The design looks like it’s perfectly sized to be printed as a poster, but I couldn’t find any mention of one.  The sources could definitely be more specific than just listing the top level sites that data was gathered from, and the URL to the infographic landing page on Visualizing.org should have been included in the footer information.

Found on PolicyMic

Tuesday
Oct292013

How Many Jelly Beans Do You Have Left?

The Time You Have (in Jelly Beans) is a great visualization in video of how many days are available to each of us during our lives.  Created by Ze Frank from Buzzfeed.com.  What will you do with the jelly beans you have left?

Found on Elite Daily.  Thanks to Mary Kaye for the link!

Friday
Oct182013

A Perspective on Time

A Perspective on Time infographic

A Perspective on Time is an infographic that puts large time scales into perspective using a series of stacked bar charts.  Starting with 24 hours, and building up to the life of the universe, each horizontal bar represents a new, larger time scale that incorporates the prior bar for context.

Humans are good at a lot of things, but putting time in perspective is not one of them. It’s not our fault - the span of time in human history, and even more so in natural history, are so vast compared to the span of our life and recent history that it’s almost impossible to get a handle on it.

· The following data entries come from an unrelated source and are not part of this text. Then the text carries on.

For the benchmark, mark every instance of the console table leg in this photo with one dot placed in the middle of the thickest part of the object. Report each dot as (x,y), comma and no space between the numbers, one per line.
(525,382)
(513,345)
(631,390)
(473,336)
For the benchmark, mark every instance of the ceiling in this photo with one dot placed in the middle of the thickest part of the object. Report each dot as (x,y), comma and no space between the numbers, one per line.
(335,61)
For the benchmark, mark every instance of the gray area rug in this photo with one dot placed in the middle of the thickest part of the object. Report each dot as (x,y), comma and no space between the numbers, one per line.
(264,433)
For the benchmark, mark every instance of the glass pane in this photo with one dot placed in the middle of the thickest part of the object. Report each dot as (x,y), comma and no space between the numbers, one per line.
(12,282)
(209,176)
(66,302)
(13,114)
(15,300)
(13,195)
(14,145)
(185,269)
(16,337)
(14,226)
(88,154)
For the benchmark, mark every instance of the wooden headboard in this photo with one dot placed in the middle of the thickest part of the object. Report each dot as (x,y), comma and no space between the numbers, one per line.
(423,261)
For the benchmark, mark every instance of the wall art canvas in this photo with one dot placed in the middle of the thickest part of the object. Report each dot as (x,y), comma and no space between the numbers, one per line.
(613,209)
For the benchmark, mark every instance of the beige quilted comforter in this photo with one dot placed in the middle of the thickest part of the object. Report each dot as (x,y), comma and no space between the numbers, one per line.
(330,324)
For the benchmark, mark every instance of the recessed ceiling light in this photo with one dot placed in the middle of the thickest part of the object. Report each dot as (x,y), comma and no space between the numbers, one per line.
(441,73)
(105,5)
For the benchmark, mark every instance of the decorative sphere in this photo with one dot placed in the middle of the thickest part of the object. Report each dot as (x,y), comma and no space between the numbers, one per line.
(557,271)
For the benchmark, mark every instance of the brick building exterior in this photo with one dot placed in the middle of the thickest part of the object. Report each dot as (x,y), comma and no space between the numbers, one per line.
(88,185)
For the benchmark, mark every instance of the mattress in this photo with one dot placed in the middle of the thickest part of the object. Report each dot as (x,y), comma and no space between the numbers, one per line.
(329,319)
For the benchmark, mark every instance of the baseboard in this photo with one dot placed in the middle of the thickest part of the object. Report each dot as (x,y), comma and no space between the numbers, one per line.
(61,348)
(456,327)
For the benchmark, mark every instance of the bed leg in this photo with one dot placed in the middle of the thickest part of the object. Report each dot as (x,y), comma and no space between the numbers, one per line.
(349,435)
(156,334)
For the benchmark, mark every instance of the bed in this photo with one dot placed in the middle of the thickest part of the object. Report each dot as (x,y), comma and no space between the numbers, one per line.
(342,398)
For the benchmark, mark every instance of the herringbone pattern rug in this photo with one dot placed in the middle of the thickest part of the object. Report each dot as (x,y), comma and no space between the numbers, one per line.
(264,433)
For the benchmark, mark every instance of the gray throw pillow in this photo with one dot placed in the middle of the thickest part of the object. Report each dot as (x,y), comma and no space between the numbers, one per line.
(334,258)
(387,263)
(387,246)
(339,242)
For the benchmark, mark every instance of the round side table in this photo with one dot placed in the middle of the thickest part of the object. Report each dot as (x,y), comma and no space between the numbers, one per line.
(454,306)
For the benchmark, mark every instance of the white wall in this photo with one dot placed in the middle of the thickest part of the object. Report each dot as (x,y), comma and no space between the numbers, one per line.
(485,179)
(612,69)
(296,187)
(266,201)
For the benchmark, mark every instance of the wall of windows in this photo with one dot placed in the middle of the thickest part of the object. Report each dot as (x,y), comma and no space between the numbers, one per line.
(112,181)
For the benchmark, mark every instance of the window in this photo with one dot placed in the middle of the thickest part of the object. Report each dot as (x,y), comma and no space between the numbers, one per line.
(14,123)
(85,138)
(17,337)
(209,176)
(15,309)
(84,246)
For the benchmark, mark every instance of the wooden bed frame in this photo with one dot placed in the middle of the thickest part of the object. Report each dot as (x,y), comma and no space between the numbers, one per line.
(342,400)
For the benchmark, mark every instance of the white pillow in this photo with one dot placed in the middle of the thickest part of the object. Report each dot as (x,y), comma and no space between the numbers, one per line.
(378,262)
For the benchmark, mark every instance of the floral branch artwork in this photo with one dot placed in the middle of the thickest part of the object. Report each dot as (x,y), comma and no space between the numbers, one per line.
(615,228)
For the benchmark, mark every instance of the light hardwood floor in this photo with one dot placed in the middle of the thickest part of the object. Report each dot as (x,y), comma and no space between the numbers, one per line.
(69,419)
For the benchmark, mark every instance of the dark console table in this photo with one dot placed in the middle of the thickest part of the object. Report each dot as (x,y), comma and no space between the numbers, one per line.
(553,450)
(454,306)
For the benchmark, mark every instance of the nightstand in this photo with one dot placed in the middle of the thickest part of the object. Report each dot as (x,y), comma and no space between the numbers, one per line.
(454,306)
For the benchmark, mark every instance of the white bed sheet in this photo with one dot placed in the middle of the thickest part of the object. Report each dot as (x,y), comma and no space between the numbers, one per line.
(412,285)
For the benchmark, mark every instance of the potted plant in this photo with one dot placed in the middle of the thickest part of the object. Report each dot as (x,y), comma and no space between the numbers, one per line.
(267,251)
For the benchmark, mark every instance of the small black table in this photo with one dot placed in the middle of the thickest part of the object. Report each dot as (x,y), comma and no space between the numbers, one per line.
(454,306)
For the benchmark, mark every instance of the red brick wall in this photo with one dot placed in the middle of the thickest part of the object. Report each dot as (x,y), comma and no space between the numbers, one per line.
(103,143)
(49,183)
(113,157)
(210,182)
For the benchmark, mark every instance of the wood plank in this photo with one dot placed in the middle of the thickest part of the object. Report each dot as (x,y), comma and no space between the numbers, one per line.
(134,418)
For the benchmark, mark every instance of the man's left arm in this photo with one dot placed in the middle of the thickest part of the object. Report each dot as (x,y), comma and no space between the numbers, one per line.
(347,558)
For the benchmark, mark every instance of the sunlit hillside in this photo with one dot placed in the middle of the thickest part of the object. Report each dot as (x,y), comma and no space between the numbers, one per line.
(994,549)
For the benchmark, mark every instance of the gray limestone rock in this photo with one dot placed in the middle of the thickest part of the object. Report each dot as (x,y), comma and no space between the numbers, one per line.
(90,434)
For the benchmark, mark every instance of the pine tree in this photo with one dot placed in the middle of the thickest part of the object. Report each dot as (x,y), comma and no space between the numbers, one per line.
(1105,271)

Designed by Mayra Magalhães as a collaboration project between Visually and wait but why.  I love the building use of color throughout the design.  One bar’s color is then carried into the next bar for context.  The icons and minimal text for events also help make the design easy to read.

The footer should include the URL back to the original so readers can find the full-size version.  The scale of this design needs to be enlarged in order to read.